I am exporting an excel file (Excel 2016) containing Japanese characters into CSV. (Note : I am not exporting to CSV UTF-8 provided). In the process, all Japanese characters are replaced with '?'
My Windows/Office locale is Japan/Japanese & Windows/office language/format is all Japanese.
I understand that excel uses a codepage to save the CSV file in particular encoding. My understanding was this should be Shift-JIS (as default encoding for Japanese locale). If that is so, why the loss of information & replacement by '?'
What encoding does Excel try to save the CSV in???
(FYI : If I try to open an CSV, excel by default attempts to open the CSV in Shift-JIS 932 as expected)
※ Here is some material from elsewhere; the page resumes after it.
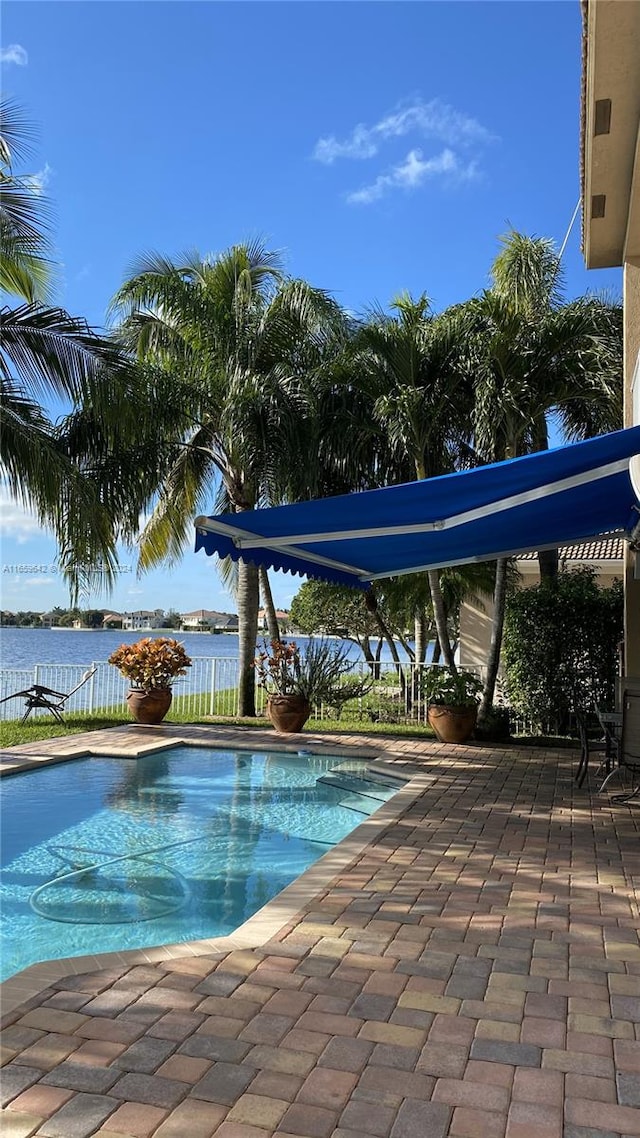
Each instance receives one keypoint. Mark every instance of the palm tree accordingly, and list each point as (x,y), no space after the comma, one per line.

Note : I am aware of workarounds of using UTF-8. I am interested in understanding above behavior, more than a workaround
Thanks
Best Answer
Excel handles CSV encodings badly, and always did.
Exporting a document as Comma Separated CSV does not use your locale’s codepage but saves the characters as ASCII. Characters that cannot be represented that way are exported as question-marks. Only characters in the ASCII range of 0 to 127 are guaranteed to be exported correctly.
The reason for that is maybe that this code in Excel was written even before Windows supported Unicode, but this is just a guess. Office is full of such patch-works, and one needs to use what works.